06 || Dia, Non Muslim?

134 15 0
                                    

¤ بِسْــــــــــــــــــمِ اللهِ الرَّحْمَنِ الرَّحِيْمِ ¤

¤ لَا إِلٰهَ إِلَّا اللّٰهُ مُحَمَّدٌ رَسُولُ اللّٰهِ ¤

"Aku bersaksi bahwa tidak ada Tuhan selain Allah dan aku bersaksi bahwa Nabi Muhammad adalah utusan Allah."

¶¶¶

Ups! Gambar ini tidak mengikuti Pedoman Konten kami. Untuk melanjutkan publikasi, hapuslah gambar ini atau unggah gambar lain.

¶¶¶

"Ada perlu apa?"

Tiga kata bernotasi tanya yang terucap dari mulut Gus Zaki itu membuat senyum Zalia memudar. Pasalnya, pertanyaan itu dilontarkan dengan nada begitu datar seolah menunjukkan ketidaksukaan atas kehadiran Zalia yang juga diikuti oleh Layla di sebelahnya.

Bahkan, mereka masih berdiri di depan pintu dan tak diajak masuk oleh si pemilik rumah.

Sedangkan di tangan masing-masing Zalia maupun Layla, terdapat rantang berisi makanan yang akan mereka berikan kepada masing-masing targetnya.

"Mau tahu kabar Bang Zaki. Bang Zaki kabarnya gimana?" tetapi Zalia menegarkan diri dengan segala bentuk kedataran yang dia terima. Katanya, jika ingin meluluhkan hati sang pujaan, maka tak boleh lemah dan gampang menyerah sebelum apa yang dituju dapat dicapai.

"Waktu itu Imara datang ke sini sendirian nggak ngajakin kami, jadi hari ini kami datang." Zalia lanjut menjelaskan. Dan Layla mendukung pernyataan itu dengan mengangguk diiringi senyuman tipis.

"Alhamdulilah baik. Tapi Bang Zaki lagi sibuk, sebentar lagi ada costumer yang mau datang bicarain soal kaligrafi. Zalia sudah tahu kabar Abang 'kan? Jadi sekarang Zalia bisa pulang."
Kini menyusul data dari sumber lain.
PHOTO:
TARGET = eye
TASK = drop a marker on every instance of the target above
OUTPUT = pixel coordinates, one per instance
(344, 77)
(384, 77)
"Ya ampun, Bang, kejam banget, sih main langsung usir? Nggak ada basa-basi ngajakin masuk dulu gitu?" Layla menyerobot pembicaraan.

"Maaf, La, di rumah ini hanya ada laki-laki. Jadi tidak sepantasnya Abang mengajak kalian yang bukan mahram untuk masuk. Haram, berbahaya, banyak mudharatnya. Jadi ada baiknya kalian pulang, ya."

"Selain mau tahu kabar Bang Zaki, Zalia juga mau ngasih ini buat Abang." Zalia langsung menyodorkan rantang yang di tangan. Yang kemudian ditatap sejenak oleh lelaki itu.

"Terima, ya, Bang. Tadi Zalia masakin di kost khusus buat Abang. Siapa tahu Abang belum sarapan 'kan?"

"Seharusnya tidak perlu repot-repot, Abang dan yang lainnya sudah selesai sarapan." jawaban Gus Zaki lagi-lagi mengundang kekecewaan.

Selalu berakhir seperti ini, rantang yang dia beri tak pernah mendarat dengan mulus kepada yang dituju. Gus Zaki selalu memberikan sejuta alasan untuk menolak pemberian itu.